The economist Jim Power recalled how he once had the misfortune of being the follow-up act to the legendary tycoon at a function organised by the Cavan County Enterprise Board in March 2007. It was the second time Ireland’s richest man had spoken in public. The largely local audience crowded into the function room in the billionaire’s five-star Slieve Russell hotel, next door to his home in Ballyconnell. Quinn was always going to be a hard act to follow. Power recalled that, as he sat listening to the Mighty Quinn speak to his enthralled audience, he couldn’t get the Monty Python classic The Life of Brian out of his head.

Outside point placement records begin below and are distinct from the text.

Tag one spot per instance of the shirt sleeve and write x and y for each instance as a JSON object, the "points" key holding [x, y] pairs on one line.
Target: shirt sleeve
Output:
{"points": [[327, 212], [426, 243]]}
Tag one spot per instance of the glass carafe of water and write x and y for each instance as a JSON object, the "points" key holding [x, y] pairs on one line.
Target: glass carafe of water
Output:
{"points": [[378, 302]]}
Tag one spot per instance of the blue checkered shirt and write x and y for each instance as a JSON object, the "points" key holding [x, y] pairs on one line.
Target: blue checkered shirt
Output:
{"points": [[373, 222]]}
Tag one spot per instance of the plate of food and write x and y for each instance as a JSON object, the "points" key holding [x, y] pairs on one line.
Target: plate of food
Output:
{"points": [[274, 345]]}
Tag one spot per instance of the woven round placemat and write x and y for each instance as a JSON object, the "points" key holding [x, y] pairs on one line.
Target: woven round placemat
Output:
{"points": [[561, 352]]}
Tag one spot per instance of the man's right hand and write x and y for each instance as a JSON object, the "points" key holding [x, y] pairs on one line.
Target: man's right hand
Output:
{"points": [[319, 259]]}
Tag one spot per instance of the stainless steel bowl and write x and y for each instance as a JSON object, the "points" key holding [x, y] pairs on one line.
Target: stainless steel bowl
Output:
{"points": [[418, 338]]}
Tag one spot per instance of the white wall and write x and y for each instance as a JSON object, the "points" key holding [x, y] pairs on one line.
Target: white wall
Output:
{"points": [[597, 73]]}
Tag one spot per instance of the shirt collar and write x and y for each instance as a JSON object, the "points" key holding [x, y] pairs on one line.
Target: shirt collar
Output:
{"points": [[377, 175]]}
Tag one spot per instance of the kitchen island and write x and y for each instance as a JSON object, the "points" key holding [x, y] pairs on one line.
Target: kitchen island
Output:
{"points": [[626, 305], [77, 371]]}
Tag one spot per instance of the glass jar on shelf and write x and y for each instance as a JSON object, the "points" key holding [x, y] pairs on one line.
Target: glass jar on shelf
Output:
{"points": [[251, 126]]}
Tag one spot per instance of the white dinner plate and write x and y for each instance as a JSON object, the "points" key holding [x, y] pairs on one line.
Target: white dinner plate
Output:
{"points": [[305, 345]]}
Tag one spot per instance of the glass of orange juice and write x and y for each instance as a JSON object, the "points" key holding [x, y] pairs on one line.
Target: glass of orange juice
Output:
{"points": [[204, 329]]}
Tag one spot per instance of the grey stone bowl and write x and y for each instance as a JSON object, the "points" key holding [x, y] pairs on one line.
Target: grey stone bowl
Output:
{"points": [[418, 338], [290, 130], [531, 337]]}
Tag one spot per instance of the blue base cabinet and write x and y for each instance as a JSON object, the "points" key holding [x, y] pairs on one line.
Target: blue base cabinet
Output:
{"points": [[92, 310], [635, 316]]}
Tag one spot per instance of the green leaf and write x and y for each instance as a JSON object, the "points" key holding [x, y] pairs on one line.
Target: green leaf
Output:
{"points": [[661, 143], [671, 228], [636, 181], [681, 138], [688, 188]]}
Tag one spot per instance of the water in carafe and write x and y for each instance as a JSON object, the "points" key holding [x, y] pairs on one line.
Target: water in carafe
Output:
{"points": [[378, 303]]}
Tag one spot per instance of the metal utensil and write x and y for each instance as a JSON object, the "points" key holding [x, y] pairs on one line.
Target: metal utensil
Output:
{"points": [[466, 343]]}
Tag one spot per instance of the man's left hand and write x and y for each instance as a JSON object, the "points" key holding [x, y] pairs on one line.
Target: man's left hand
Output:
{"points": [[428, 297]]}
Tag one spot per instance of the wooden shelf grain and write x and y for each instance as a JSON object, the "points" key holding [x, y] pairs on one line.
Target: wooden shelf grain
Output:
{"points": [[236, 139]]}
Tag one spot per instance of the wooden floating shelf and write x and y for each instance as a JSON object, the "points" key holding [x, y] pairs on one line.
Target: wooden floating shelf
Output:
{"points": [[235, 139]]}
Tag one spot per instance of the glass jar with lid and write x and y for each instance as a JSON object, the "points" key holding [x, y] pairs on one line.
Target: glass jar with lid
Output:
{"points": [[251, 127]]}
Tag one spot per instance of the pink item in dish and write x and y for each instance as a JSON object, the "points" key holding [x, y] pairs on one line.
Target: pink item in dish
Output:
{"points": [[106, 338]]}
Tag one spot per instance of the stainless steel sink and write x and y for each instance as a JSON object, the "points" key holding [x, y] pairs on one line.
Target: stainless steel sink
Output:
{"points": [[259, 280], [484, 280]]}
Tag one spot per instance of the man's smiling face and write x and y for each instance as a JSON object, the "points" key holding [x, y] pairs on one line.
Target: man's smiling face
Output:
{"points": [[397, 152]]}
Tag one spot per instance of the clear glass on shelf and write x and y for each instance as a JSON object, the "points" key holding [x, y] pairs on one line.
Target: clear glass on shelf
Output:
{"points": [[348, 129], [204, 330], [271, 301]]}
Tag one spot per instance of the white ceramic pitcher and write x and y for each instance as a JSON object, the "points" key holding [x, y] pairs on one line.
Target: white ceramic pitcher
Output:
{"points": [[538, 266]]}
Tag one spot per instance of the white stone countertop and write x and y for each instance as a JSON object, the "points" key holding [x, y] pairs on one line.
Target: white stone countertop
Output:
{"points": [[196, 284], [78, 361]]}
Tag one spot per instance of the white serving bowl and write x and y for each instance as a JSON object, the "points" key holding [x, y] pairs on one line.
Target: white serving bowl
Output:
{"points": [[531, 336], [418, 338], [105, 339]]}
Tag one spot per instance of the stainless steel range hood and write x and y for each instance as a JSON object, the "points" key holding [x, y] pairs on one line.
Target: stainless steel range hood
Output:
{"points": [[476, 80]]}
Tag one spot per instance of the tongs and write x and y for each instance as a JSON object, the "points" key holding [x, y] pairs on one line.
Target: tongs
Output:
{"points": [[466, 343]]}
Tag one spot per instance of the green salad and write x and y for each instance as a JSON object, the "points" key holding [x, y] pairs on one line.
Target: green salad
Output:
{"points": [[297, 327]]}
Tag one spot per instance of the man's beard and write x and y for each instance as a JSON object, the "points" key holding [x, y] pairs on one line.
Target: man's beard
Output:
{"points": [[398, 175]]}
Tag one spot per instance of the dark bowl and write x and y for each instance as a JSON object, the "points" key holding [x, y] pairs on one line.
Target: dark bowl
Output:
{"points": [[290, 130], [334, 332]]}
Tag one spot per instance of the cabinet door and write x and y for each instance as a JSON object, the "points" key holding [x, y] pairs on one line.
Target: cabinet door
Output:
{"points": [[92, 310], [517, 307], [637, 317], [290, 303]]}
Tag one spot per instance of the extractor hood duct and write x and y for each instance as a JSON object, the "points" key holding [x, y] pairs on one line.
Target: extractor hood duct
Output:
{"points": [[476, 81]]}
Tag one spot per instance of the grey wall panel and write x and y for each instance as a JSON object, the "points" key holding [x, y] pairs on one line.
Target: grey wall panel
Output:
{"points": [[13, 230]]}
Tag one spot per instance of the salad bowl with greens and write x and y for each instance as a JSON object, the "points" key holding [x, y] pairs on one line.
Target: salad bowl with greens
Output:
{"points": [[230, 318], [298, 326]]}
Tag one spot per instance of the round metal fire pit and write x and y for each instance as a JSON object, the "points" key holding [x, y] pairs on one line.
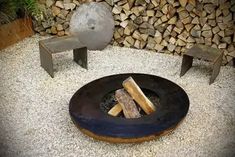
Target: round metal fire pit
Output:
{"points": [[86, 112]]}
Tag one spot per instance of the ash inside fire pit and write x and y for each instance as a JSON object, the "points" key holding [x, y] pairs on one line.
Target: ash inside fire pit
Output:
{"points": [[109, 101]]}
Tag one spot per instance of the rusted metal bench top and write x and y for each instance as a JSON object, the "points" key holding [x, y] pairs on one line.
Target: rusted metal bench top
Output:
{"points": [[50, 46], [205, 53]]}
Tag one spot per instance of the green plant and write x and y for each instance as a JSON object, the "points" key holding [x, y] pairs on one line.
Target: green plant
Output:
{"points": [[11, 9]]}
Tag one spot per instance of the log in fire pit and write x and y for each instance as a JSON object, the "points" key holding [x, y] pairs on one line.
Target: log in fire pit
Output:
{"points": [[90, 105]]}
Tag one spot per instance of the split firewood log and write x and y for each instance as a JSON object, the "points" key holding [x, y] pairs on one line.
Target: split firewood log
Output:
{"points": [[136, 93], [115, 110], [128, 105]]}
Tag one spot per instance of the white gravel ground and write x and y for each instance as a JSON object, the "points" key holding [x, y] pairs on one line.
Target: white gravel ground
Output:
{"points": [[34, 116]]}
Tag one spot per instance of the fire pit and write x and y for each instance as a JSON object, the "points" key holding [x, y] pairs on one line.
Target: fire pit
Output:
{"points": [[89, 106]]}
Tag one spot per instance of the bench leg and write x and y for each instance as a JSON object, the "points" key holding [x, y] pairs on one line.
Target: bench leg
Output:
{"points": [[216, 69], [80, 56], [186, 64], [46, 61]]}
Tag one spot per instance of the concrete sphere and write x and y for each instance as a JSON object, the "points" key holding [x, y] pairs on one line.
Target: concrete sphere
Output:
{"points": [[93, 24]]}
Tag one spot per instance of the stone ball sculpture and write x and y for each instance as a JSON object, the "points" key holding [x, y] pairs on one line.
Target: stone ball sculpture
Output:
{"points": [[93, 24]]}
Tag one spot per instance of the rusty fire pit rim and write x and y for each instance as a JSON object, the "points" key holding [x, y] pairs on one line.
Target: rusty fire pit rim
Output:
{"points": [[186, 99]]}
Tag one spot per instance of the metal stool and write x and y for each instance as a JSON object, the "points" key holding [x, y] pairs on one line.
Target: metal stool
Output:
{"points": [[50, 46], [206, 53]]}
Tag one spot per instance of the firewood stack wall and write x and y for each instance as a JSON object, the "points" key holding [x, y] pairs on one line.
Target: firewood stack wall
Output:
{"points": [[167, 26]]}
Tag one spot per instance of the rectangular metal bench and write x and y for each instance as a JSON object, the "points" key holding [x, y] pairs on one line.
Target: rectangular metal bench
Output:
{"points": [[205, 53], [50, 46]]}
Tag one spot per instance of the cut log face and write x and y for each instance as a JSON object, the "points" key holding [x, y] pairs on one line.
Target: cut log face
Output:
{"points": [[115, 110], [128, 105], [136, 93]]}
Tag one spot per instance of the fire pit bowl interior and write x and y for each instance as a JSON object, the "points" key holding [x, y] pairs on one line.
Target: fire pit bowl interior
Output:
{"points": [[86, 111]]}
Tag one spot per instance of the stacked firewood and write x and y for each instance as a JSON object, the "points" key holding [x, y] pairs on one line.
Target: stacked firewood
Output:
{"points": [[167, 26], [173, 26]]}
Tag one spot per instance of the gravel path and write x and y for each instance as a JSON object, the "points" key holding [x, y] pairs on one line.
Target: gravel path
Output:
{"points": [[34, 116]]}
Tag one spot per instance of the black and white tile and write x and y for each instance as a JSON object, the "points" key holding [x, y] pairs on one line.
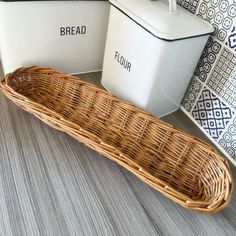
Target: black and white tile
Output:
{"points": [[220, 13], [192, 93], [212, 114], [223, 71], [207, 59], [228, 93], [190, 5], [228, 140]]}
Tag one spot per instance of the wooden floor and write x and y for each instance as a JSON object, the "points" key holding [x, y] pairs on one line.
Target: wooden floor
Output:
{"points": [[51, 184]]}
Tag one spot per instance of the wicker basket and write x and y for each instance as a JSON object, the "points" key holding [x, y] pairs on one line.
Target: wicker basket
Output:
{"points": [[183, 168]]}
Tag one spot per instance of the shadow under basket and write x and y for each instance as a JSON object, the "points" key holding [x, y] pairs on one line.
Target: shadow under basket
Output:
{"points": [[183, 168]]}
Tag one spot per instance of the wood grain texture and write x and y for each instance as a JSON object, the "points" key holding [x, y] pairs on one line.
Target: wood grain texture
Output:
{"points": [[50, 184]]}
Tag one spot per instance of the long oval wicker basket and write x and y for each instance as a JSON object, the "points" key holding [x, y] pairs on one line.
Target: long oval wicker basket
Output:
{"points": [[182, 167]]}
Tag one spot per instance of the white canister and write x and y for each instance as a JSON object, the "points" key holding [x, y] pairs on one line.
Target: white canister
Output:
{"points": [[66, 35]]}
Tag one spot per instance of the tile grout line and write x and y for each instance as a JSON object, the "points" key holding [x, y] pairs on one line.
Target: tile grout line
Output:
{"points": [[209, 137]]}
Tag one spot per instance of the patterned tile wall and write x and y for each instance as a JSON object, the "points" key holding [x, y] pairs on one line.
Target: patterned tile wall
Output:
{"points": [[211, 97]]}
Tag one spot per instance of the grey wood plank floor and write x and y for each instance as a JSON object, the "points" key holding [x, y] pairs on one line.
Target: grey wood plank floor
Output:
{"points": [[50, 184]]}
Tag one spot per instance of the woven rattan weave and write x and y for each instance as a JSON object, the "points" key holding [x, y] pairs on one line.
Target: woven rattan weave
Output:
{"points": [[183, 168]]}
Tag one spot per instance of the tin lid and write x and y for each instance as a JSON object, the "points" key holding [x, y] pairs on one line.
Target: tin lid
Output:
{"points": [[154, 16]]}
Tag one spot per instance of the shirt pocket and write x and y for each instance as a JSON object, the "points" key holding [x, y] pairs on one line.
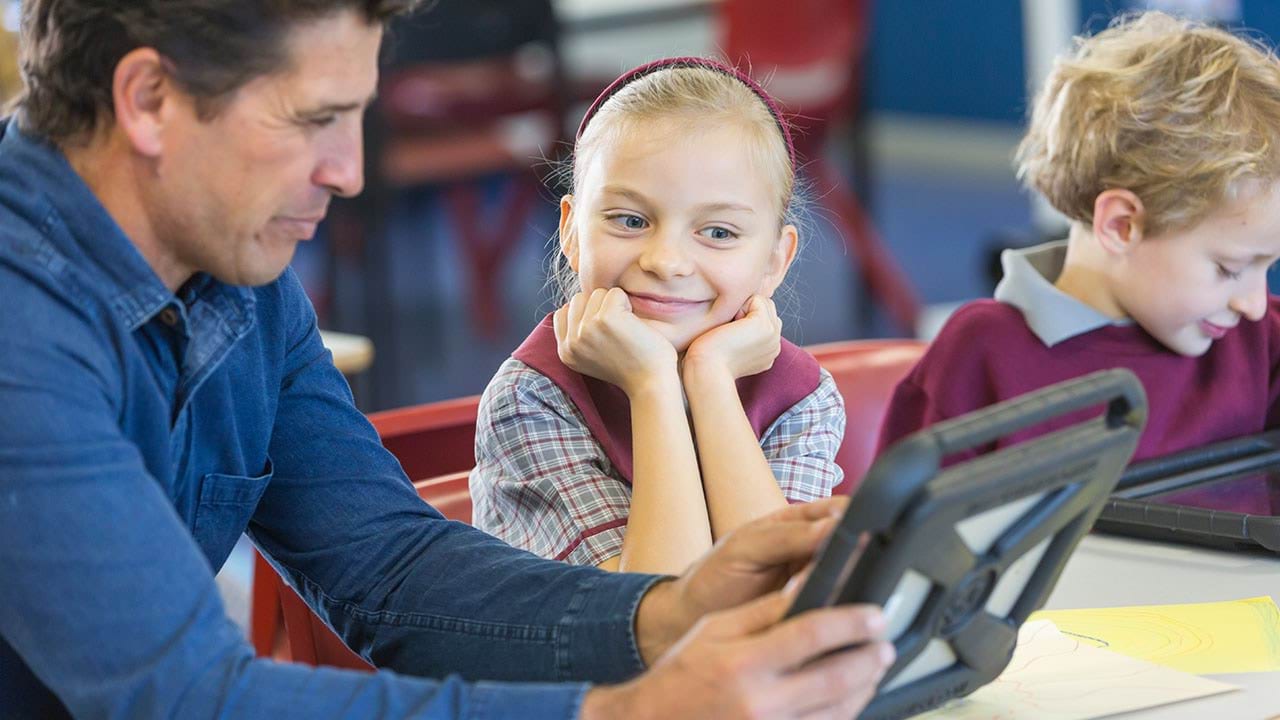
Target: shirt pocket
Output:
{"points": [[227, 502]]}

“Every time he drew breath, everyone ‘oohed’ and ‘aahed’. It was quite extraordinary,” said Power. “Quinn finished. Everybody fainted. I was 10 minutes into my presentation when a journalist started dismantling the microphone on the podium within 20 feet of me. That put me in my place.” Quinn — the man who quit school at 14, started a gravel quarry on his father’s 23-acre farm and transformed it into multi-billion euro enterprise spanning cement, glass, hotels and insurance — is a local hero in Cavan. The insurance arms of the business are the real money spinners, making €1m a day in March. The Quinn Group employs 5,500 people, many of them in the economic blackspots of the border counties. He was reputed to be worth €4.3bn two years ago. Yet he continues to live where he was raised, with his wife Patricia in a house that is modest by any magnate’s standards.